Criminal Defense Attorney Pleads Guilty To Conspiring To Distribute Heroin In Scheme To Get Out Of A DUI Offense; Agrees To Forfeit His Law License

For Immediate Release
U.S. Attorney's Office, Middle District of Florida

Tampa, FL – Steven Paul Burch (43, Cape Coral) has pleaded guilty to conspiring to distribute heroin. He faces a maximum penalty of 20 years in federal prison. In his plea agreement, Burch has agreed to forfeit his license to practice law, which was used to facilitate the offense. A sentencing date has not yet been set.

According to the plea agreement, in August 2015, Burch was arrested in Sarasota County for driving under the influence of alcohol and causing property damage. In an effort to reduce his charges and avoid punishment from the Florida Bar, Burch recruited co-defendant and client Herbert Battle to send packages of drugs through the mail that Burch could then report to law enforcement as a form of cooperation. Unbeknownst to Burch and Battle, Battle’s wife (Qualonda Battle) recorded one of the conversations at Burch’s law office. In the recording, Burch discusses how the packages were going to be sent, where they were going to go, and how the conspirators would get away with it.

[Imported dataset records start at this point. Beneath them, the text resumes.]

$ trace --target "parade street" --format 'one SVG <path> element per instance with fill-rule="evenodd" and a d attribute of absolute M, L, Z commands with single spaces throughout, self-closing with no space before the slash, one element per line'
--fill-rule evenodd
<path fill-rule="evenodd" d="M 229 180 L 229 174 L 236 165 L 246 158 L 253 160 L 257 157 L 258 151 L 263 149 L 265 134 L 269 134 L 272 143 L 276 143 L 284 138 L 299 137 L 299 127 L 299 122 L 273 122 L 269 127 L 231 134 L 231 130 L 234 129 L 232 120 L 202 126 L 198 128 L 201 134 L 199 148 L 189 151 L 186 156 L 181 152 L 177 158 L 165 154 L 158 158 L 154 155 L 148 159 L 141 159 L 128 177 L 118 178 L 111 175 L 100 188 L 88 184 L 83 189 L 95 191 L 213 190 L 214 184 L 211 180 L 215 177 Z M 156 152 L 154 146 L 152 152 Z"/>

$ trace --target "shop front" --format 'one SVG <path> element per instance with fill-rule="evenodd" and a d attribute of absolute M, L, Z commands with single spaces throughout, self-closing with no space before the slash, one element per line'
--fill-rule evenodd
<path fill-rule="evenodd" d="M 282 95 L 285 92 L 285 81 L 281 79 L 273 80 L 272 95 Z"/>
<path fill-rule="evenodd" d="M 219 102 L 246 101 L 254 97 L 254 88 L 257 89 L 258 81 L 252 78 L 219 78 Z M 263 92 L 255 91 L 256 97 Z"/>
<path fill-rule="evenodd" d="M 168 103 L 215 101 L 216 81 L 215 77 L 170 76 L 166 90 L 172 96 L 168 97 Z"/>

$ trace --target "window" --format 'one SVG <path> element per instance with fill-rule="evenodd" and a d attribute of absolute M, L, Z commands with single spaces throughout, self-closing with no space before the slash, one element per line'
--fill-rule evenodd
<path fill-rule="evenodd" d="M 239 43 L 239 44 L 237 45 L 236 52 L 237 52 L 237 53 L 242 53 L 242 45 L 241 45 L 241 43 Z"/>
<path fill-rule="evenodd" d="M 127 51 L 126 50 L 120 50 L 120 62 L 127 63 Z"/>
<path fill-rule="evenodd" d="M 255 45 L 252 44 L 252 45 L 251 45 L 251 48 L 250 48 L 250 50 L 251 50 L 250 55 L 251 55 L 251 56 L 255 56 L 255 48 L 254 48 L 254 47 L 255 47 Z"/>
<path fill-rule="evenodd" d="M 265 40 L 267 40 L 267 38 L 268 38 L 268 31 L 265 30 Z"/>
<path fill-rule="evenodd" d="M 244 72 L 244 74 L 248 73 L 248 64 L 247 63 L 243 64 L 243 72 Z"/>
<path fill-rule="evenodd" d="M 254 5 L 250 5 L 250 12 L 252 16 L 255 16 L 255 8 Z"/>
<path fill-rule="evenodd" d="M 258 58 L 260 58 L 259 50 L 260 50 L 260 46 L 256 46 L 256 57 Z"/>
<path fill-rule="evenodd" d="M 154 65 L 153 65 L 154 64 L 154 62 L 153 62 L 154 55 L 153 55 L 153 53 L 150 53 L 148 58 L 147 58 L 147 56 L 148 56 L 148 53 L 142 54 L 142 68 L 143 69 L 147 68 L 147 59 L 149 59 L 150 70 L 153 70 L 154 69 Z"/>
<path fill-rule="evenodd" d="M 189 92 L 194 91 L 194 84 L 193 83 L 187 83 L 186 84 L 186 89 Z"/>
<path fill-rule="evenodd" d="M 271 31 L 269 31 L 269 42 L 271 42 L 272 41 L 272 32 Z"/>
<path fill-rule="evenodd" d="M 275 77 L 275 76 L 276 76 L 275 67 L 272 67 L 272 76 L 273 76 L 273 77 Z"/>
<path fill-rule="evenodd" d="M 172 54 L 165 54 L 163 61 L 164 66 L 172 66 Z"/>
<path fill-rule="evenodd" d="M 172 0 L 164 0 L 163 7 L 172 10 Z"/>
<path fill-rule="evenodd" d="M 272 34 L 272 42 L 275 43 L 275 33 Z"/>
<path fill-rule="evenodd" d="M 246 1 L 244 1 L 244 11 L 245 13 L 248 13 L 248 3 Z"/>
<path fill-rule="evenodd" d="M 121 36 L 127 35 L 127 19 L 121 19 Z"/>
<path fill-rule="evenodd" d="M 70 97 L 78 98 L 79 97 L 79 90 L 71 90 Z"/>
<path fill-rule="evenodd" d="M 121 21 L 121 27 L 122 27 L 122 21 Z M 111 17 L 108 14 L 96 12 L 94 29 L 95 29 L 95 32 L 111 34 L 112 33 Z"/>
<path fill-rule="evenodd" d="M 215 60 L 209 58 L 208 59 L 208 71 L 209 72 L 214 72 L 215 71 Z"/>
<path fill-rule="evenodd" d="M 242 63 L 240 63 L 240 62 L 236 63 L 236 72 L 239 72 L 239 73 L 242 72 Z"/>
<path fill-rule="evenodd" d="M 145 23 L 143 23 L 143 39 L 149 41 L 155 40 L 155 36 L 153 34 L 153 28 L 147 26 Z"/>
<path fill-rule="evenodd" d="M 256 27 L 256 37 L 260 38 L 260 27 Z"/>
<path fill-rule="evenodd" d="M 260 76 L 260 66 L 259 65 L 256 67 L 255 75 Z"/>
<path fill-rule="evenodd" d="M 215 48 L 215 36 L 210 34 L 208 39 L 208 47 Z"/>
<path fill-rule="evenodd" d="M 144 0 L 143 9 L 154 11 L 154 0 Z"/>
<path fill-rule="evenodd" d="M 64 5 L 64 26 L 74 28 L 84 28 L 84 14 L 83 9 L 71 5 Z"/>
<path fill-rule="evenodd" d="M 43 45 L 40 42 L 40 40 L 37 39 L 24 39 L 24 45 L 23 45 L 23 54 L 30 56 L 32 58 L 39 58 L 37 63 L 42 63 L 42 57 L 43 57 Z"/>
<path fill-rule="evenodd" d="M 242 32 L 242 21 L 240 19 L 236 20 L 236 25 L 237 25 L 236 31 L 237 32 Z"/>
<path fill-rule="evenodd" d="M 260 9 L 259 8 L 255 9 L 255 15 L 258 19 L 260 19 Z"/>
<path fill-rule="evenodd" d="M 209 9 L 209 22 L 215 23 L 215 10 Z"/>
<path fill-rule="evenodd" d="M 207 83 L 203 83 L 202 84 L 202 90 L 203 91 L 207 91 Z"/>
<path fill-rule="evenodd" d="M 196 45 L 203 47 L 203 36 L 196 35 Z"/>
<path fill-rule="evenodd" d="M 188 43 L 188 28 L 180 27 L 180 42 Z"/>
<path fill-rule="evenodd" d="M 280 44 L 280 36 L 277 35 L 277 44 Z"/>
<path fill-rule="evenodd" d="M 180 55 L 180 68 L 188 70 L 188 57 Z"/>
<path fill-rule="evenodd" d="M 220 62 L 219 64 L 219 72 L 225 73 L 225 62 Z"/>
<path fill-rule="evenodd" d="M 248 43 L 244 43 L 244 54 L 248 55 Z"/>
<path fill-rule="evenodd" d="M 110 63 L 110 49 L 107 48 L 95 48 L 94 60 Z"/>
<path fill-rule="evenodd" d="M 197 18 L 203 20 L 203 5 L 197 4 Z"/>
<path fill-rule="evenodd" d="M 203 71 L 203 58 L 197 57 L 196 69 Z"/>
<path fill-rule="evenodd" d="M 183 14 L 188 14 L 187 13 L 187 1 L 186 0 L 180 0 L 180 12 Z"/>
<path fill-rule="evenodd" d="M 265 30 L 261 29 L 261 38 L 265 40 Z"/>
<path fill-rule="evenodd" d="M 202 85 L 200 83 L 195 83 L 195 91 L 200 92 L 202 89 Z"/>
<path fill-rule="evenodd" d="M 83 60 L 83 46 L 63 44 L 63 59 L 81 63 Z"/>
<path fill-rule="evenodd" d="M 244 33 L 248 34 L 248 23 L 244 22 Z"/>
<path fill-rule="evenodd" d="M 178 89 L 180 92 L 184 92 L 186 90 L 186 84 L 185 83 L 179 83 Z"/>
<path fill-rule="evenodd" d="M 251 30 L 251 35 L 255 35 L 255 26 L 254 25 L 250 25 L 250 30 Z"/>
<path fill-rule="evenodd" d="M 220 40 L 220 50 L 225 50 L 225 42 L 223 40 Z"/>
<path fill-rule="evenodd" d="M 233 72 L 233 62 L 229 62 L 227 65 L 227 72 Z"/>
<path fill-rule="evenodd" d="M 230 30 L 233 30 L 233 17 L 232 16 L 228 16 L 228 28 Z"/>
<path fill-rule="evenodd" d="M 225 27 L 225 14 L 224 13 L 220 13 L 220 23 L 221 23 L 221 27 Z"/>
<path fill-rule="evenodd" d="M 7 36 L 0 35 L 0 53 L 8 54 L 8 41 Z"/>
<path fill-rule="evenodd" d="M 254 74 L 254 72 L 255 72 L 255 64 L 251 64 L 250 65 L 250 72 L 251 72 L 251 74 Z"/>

In March 2016, Battle shipped an ounce of heroin from California to Sarasota County. Battle sent the tracking number to his wife who, using a disposable phone, texted the tracking number to Burch, who then forwarded the tracking number to law enforcement. The package was intercepted at the FedEx warehouse in Bradenton, where a search of the package revealed an ounce of heroin that had been concealed in a bag of beef jerky.

This case was investigated by the Federal Bureau of Investigation with assistance from the Sarasota County Sheriff’s Office, the Drug Enforcement Administration, the Manatee County Sheriff’s Office, the State Attorney’s Office for the 12th Judicial Circuit and, the Florida Bar Association. It is being prosecuted by Assistant United States Attorney Dan Baeza and Diego Novaes.